Dimanche 5 mai 1996. Par la voix de Sékou Mady Traoré (décédé le 6 octobre 2013), qui présente le journal parlé de 9h, la terrible nouvelle nous parvient en ces termes: ‘’…Tout ce qui est debout se couchera, Tout ce qui brille s’éteindra, Tout ce qui bat s’arrêtera! La mort est dans la vie. La vie est dans la mort ».

ABD était avec nous. Et depuis ce 4 mai 1996, ABD entre dans l’histoire par la porte des grands, dont il savait aussi honorer la mémoire. Que d’émotion ! Que de tristesse sur l’homme ABD tout court, qui par son acharnement au travail a pu sculpter dans le marbre ses dimensions pour la postérité…’’

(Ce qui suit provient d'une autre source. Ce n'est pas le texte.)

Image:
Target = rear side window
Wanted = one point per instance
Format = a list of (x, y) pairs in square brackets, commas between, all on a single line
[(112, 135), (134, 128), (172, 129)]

Né en Côte d’Ivoire le 2 janvier 1954 à Adjamé, Aly Badara Diakité suit sa formation scolaire et universitaire entre ce pays et la Guinée. Professeur de français et d’histoire à Abidjan, il sera par la suite correspondant de la RTI à Bouaké. Souvent invité par le journaliste vedette de la RTI, Roger Fulgence Kouassi, il sera beaucoup influencé par ce dernier.

De retour en Guinée en 1984, il intègre la radio nationale par l’entremise de Justin MOREL Junior, à l’époque directeur général de la RTG, qui le testera et le lancera. Son baptême du feu se fait avec les émissions  »Contact Culture », diffusées mardi à 14h, et l’émission Podium qui passait  dimanche à 19h. L’émission phare qui consacra son succès fut incontestablement l’émission AFRICA DANSE du samedi à 9h.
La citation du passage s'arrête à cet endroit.